If the bulls do get their breakout to an all-time high, it will come out of a protracted trading range late in a bull trend. The odds are that the trading range would be the final bull flag before a big correction. The bulls might get a measured move up above the trading range before the correction begins, which would be around 2400. However, the odds are that there would be a reversal down from the bull breakout and it will probably last at least a year, and it will probably fall below the trading range. It might test the 2000/2007 double top around 1600.
Weekly S&P500 Emini futures candlestick chart: Strong rally, but buy climax
The weekly S&P500 Emini futures candlestick chart has had 6 consecutive bull trend bars. That is unusual and therefore climactic. By climactic, I mean that it is unsustainable and the odds are that it will end next week, which means that next Friday will probably close below the Monday open.
If next week is a big bear trend bar, that might be all that the Emini needs for the buyers to come back. If it is simply a small bear bar, the following week might reverse down. However, 6 consecutive bull trend bars represent strong buying. That means that bulls will be quick to buy the 1st reversal down.
Because the stop for the bulls is below the bottom of the bull breakout and that is now far away, institutions have only one tool to reduce their risk. They have to take reduce their position size, which means that they will probably begin to take partial profits next week.
When the bulls begin to sell, a pullback forms, like it did in December, 2014 and October, 2015. The pullback might only last a week or two, or it might last a couple of months. Since this rally has been so strong, bulls who need to add to their position will be eager to buy even a small pullback. Instead of a 100 point trading range beginning within the next few days, a tight trading range is more likely. On the weekly chart, a 40 – 60 point range is tight, and it might be similar to the one that formed in September, 2014.

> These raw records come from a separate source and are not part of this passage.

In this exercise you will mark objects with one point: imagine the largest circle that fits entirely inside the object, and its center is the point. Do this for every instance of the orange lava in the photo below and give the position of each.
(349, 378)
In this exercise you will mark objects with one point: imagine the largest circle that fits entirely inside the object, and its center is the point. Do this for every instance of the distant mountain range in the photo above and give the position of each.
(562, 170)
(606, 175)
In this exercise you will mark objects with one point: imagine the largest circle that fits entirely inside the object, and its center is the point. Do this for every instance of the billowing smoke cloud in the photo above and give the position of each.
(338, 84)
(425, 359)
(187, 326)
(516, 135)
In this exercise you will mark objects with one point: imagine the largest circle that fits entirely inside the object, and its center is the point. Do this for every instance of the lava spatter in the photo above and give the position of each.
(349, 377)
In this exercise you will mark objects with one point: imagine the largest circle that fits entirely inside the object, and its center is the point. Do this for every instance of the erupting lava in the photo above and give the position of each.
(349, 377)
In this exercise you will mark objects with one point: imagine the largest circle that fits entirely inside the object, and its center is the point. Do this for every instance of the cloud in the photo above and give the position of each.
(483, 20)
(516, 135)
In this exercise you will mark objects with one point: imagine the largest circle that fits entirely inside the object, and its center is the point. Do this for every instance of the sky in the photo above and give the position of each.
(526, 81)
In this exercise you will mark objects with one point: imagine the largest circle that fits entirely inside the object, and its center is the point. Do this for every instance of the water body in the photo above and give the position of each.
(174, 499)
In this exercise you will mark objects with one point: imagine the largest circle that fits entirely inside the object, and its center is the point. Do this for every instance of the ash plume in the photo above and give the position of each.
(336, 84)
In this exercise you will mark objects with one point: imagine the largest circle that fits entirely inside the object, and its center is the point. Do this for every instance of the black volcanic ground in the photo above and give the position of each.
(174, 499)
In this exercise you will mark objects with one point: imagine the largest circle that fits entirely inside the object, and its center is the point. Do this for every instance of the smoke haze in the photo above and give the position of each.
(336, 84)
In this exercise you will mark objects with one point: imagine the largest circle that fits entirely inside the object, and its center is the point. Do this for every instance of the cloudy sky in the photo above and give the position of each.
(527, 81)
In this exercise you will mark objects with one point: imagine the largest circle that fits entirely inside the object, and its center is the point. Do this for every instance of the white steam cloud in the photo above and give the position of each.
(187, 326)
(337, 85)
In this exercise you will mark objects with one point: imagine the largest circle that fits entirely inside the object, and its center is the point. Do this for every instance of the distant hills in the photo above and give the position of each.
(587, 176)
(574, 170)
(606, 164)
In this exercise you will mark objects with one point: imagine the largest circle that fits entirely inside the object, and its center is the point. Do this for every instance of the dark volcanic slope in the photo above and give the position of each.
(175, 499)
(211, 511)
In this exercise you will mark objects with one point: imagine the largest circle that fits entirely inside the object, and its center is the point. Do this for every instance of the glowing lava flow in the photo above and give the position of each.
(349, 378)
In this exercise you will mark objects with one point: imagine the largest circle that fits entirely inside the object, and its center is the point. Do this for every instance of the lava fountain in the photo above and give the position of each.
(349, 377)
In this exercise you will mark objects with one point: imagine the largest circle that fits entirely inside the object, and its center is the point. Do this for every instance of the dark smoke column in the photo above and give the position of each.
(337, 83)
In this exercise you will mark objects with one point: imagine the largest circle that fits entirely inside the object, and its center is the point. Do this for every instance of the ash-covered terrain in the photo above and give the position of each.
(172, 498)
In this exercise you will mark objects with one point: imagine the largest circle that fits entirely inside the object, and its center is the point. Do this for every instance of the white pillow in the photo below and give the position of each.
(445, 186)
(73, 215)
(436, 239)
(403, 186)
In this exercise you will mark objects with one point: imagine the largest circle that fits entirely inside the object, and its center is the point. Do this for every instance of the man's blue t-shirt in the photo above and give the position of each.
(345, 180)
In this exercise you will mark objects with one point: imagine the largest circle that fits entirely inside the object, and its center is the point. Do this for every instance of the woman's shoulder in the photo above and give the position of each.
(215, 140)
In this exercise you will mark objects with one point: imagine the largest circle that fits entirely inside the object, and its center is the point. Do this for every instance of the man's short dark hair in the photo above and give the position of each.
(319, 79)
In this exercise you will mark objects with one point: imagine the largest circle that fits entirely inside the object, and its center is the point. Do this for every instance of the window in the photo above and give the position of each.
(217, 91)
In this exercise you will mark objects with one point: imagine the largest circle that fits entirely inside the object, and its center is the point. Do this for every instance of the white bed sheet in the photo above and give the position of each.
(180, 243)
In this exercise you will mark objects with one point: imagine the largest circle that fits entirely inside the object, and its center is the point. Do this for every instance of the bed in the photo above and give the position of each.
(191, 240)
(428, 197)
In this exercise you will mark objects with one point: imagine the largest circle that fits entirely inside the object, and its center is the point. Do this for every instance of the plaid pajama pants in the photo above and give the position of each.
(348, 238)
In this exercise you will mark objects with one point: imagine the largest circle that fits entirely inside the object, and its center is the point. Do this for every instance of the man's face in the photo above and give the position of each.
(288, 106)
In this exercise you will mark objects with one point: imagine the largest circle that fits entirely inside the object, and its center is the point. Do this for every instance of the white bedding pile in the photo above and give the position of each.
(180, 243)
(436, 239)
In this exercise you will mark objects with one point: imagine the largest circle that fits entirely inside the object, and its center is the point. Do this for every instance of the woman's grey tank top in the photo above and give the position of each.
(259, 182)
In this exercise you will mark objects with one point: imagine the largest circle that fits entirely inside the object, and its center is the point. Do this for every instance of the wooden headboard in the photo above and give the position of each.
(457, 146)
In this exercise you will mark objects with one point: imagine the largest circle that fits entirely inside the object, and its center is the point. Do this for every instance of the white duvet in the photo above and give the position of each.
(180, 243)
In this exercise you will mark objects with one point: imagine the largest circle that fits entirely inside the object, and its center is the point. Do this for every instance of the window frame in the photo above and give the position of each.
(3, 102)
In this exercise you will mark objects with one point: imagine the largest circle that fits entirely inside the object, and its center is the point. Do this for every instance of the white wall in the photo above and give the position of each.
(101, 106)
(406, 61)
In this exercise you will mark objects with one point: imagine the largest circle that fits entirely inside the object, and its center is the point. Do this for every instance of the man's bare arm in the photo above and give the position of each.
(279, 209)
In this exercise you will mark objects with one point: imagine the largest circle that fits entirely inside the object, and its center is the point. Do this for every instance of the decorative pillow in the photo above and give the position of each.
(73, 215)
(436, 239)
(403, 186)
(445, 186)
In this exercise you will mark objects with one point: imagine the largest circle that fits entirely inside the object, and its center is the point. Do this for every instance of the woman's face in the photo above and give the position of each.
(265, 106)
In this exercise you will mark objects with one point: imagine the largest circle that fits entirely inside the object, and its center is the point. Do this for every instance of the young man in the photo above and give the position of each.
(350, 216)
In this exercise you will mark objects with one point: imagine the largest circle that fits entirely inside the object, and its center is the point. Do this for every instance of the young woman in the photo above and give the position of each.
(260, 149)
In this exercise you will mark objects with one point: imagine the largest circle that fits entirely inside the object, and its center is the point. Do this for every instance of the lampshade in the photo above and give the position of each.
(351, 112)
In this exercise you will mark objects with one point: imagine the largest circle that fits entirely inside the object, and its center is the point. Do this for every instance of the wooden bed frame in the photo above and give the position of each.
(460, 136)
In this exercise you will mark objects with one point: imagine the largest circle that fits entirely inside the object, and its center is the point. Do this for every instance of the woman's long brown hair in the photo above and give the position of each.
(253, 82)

The market can do anything at any time, and I am never surprised. Can this rally continue up for a 7th and 8th week? Of course, but there is a higher probability that it will begin to pull back next week simply because the weekly chart only rarely has 6 or 7 consecutive bull trend bars.

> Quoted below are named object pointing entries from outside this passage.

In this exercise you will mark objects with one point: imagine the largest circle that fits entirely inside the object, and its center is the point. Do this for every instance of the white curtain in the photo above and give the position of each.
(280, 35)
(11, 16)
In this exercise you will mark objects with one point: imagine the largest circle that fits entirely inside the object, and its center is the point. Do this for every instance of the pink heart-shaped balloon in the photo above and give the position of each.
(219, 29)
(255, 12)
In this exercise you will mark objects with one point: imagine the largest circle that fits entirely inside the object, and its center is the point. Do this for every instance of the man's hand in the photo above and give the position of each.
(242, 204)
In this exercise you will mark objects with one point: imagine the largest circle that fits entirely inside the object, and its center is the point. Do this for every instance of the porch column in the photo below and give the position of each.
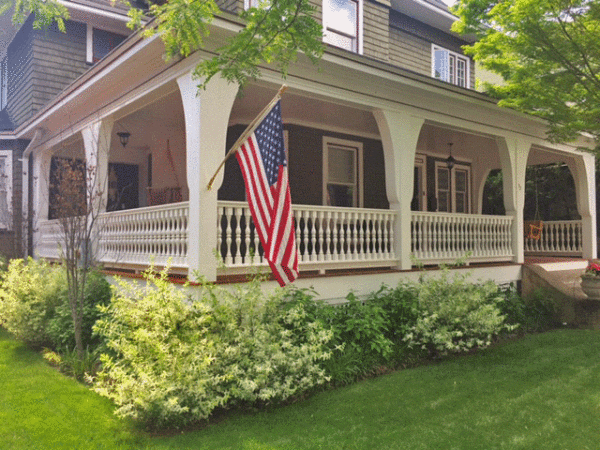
(399, 132)
(584, 174)
(96, 141)
(206, 119)
(41, 184)
(514, 151)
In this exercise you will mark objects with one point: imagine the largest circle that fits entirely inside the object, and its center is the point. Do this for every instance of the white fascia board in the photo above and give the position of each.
(94, 11)
(106, 68)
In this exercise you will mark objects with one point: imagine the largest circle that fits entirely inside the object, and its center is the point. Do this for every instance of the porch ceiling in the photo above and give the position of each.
(305, 110)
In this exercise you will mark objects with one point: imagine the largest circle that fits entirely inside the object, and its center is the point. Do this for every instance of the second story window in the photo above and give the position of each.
(450, 66)
(3, 83)
(342, 24)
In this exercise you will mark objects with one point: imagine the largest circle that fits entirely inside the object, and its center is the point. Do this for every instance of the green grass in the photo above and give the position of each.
(541, 392)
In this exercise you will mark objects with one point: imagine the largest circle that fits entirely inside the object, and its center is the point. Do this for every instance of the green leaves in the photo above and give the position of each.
(547, 51)
(273, 34)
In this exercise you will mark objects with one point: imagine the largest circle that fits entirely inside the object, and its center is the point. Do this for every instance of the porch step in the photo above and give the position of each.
(562, 281)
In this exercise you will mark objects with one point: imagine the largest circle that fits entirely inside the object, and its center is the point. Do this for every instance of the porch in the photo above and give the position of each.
(373, 187)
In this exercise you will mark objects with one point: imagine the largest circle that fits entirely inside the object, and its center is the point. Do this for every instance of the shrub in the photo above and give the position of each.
(31, 291)
(456, 315)
(173, 359)
(360, 330)
(60, 325)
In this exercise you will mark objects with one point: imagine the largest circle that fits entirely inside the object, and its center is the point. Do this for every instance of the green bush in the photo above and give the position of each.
(173, 359)
(31, 291)
(456, 315)
(60, 325)
(361, 330)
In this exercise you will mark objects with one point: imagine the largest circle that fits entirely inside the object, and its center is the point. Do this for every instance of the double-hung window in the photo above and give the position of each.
(342, 170)
(342, 24)
(3, 83)
(453, 188)
(5, 189)
(450, 66)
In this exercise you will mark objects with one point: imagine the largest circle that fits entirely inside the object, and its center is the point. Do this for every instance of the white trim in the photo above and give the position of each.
(357, 147)
(359, 26)
(95, 11)
(89, 43)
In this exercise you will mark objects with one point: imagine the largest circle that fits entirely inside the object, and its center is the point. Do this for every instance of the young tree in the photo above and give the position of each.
(547, 51)
(274, 32)
(76, 202)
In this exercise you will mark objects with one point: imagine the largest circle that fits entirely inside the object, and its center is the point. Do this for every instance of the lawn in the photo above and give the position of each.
(540, 392)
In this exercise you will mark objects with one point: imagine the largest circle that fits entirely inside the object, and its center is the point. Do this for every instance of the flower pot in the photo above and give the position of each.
(591, 287)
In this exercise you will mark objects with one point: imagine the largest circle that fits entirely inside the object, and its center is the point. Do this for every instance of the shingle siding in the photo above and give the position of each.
(376, 37)
(410, 45)
(40, 65)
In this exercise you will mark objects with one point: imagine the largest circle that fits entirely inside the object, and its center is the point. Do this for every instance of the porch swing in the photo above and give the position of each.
(533, 228)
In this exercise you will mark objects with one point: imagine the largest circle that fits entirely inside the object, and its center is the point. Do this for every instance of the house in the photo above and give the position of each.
(389, 148)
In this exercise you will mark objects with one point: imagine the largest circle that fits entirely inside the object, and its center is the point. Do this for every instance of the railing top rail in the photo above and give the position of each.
(147, 209)
(558, 222)
(462, 215)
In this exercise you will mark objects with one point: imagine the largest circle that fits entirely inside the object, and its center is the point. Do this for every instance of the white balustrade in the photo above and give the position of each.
(326, 237)
(444, 237)
(138, 236)
(559, 237)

While this week or next week might end up as the high for the next couple of months, the best that the bears can reasonably hope to see over the next few weeks is a trading range. After that, they might have created enough selling pressure for a bigger reversal down, if the market is going to create one.
Daily S&P500 Emini futures candlestick chart: Learn how to trade consecutive buy climaxes
Over the past 2 months the daily S&P500 Emini futures candlestick chart has had a series of top attempts that were followed by strong bull breakouts. Every breakout is a buy climax, and when a market has 3 or more without much of a pullback, the odds are that it will soon have a TBTL Ten Bar, Two Legs, sideways to down correction. That will probably begin early next week. Because the bull channel has been so tight, the odds are that the correction will probably not fall far until after at least 5 or more bars. If it does form a tight trading range and there are strong bear bars in the range, those bear bars might provide enough selling pressure for the bears to get a deeper pullback over the next month. However, the bulls have been so willing to buy far above an average price (the moving average) that many will quickly buy any time the price gets close to the average price.
Even if the bears are able to turn the Emini down for ten or more bars, like it did after the October rally, the odds are that the bear reversal will be minor. This means that it would probably be a bear leg that was then followed by a trading range. This happened in early November.
It is always possible for the current rally to continue up to a new all-time high with no more than a 2 – 3 day pullback. However, that would be extremely unusual. A pullback over the next couple of weeks, which might grow into a trading range lasting a month or more, is more likely.
March/April is the strongest consecutive pair of months of the year. The last 2 weeks of March are usually up, in part because it is the end of the quarter and funds buy strong stocks so that their portfolios look good in the quarterly reports (window dressing). Calendar tendencies like this, however, are never reliable enough to be the basis for a trade.
Because the rally has been so strong, the probability of a bull breakout of the 2 year range is getting close to 50%. There are still lower highs and lows, and the monthly chart had an exceptional buy climax. The odds of a bear breakout before a bull breakout are still more than 50%, although no longer 60%.